NOTE: This has been sitting, unfinished, in my pile of
drafts for over two years. It got posted unintentionally during a test.
So it's unlikely to be finished now. You can get some idea of where I was
going from the notes.
I am no John Keats, and this isn't anything like a sonnet. But then,
Emily Wilson's new translation of the Odyssey isn't anything like
Chapman's, either. I think I know a little of how Keats felt, though,
like some watcher of the skies / When a new planet swims into his
ken
. (Uranus had just recently been discovered when Keats wrote
that.)
This book reads like a thriller. A page-turner. Plan on losing
some sleep.
The original Odyssey consists of 12,110 lines of dactylic hexameter --
that's the natural rhythm of ancient Greek. The natural rhythm of English
is iambic, and in particular iambic pentameter. That's what Wilson uses
in her translation, keeping the same line count. And English is
actually less compact than Greek in most cases. The pace is
breathtaking.
OK, time for some examples. Here's how Chapman's translation -- the one
that Keats was so impressed by -- starts out:
The man, O Muse, inform, that many a way
Wound with his wisdom to his wished stay;
That wandered wondrous far, when he the town
Of sacred Troy had sack'd and shivered down;
The cities of a world of nations,
With all their manners, minds, and fashions,
He saw and knew; at sea felt many woes,
Much care sustained, to save from overthrows
Himself and friends in their retreat for home;
But so their fates he could not overcome,
Though much he thirsted it. O men unwise,
They perish'd by their own impieties,
That in their hunger's rapine would not shun
The oxen of the lofty-going Sun,
Who therefore from their eyes the day bereft
Of safe return. These acts, in some part left,
Tell us, as others, deified Seed of Jove.

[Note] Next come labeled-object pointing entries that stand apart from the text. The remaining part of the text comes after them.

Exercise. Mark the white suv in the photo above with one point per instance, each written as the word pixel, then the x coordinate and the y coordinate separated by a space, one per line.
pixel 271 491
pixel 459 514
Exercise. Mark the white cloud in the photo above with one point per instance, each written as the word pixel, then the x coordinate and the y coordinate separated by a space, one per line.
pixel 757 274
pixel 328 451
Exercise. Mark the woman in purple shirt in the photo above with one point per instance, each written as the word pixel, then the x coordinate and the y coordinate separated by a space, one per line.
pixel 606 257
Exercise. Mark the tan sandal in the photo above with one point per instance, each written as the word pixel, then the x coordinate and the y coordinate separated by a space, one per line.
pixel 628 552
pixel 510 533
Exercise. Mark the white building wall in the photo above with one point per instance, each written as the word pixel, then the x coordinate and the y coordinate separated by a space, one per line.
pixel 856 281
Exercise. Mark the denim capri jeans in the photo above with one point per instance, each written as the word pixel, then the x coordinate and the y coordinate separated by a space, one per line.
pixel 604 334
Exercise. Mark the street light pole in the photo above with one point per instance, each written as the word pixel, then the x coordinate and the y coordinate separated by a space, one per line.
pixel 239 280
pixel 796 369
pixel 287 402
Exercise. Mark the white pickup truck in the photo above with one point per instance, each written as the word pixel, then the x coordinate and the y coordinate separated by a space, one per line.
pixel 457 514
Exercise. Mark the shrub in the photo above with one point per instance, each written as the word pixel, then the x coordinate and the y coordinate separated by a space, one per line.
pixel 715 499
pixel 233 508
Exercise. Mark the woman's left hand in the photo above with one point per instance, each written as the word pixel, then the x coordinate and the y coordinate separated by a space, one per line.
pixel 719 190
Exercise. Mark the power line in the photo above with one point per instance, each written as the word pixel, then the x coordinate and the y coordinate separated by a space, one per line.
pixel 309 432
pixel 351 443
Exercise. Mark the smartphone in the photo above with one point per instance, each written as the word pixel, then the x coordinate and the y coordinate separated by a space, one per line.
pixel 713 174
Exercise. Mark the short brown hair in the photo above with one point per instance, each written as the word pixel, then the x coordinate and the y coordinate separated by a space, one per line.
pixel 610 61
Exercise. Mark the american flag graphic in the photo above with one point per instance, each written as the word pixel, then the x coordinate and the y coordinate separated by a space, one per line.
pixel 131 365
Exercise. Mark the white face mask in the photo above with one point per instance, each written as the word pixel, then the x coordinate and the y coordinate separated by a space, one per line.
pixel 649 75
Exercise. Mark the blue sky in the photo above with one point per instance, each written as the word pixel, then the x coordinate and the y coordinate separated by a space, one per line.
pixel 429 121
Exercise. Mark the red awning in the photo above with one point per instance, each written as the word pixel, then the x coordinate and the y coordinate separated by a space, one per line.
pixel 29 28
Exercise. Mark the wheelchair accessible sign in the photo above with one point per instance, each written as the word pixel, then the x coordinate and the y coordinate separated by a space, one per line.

And here's Lattimore's version, which was considered the best modern
translation when I read it in college half a century ago:
Tell me, Muse, of the man of may ways, who was driven
far journeys, after he had sacked Troy's sacred citadel.
Many were they whose cities he saw, whose minds he learned of,
many the pais he suffered in his spirit on the wide sea,
struggling for his own life and the homecoming of his companions.
Even so he could not save his companions, hard though
he strove to; they were destroyed by their own wild recklessness,
fools, who devoured the oxen of Helios, the Sun God,
and he took away the day of their homecoming. From some point
here, goddess, daughter of Zeus, speak, and begin our story.
You'll notice he's using dactylic hexameter; it's only ten lines, the same
as the original. Chapman uses seventeen lines of heroic couplets -- rhymed
iambic pentameter. Here's what Wilson does with it (going halfway through
the eleventh line in the process):
Tell me about a complicated man.
Muse, tell me how he wandered and was lost
when he had wrecked the holy town of Troy,
and where he went, and who he met, the pain
he suffered in the storms at sea, and how
he worked to save his life and bring his men
back home. He failed to keep them safe; poor fools,
they ate the Sun God’s cattle, and the god
kept them from home. Now goddess, child of Zeus,
tell the old story for our modern times.
Find the beginning.
Right from the start, you know you're in for a ride.
"Complicated", there, is Wilson's rendering of “polytropos”
-- “poly-” (= "many"), “tropos” (= "turn"). You
can see, in the quotes above, a few of the other choices. Palmer, in
1891, used "adventurous", and Alexander Pope in 1725 used The man for
wisdom's various arts renown'd
. It's also worth noting that Wilson
says of Odysseus's men He failed to keep them safe
. Odysseus isn't
always what we think of as a hero -- among other things he lies
repeatedly, takes unnecessary risks, cheats on his wife with Calypso and
Circe (while expecting Penelope to remain faithful, of course), and can't
resist sacking a few more cities on his way home. Scoundrel doesn't begin
to cover it.
In an interview in The New York Times, Wilson says I
wanted there to be a sense [that] maybe there is something wrong with
this guy. You want to have a sense of anxiety about this character, and
that there are going to be layers we see unfolded.
One also gets the sense that Odysseus might not be a reliable narrator.
One wonders just how many of his adventures are real, given that most of
them -- the Cyclops, Circe, Scylla and Charybdis, the Sirens, the bag of
winds, the Underworld -- are recounted by Odysseus himself, in books 9-13.
Margaret Atwood has a little fun with some of the more mundane
alternatives in The
Penelopiad, her retelling of the story from Penelope's point of view
(which I highly recommend as a follower).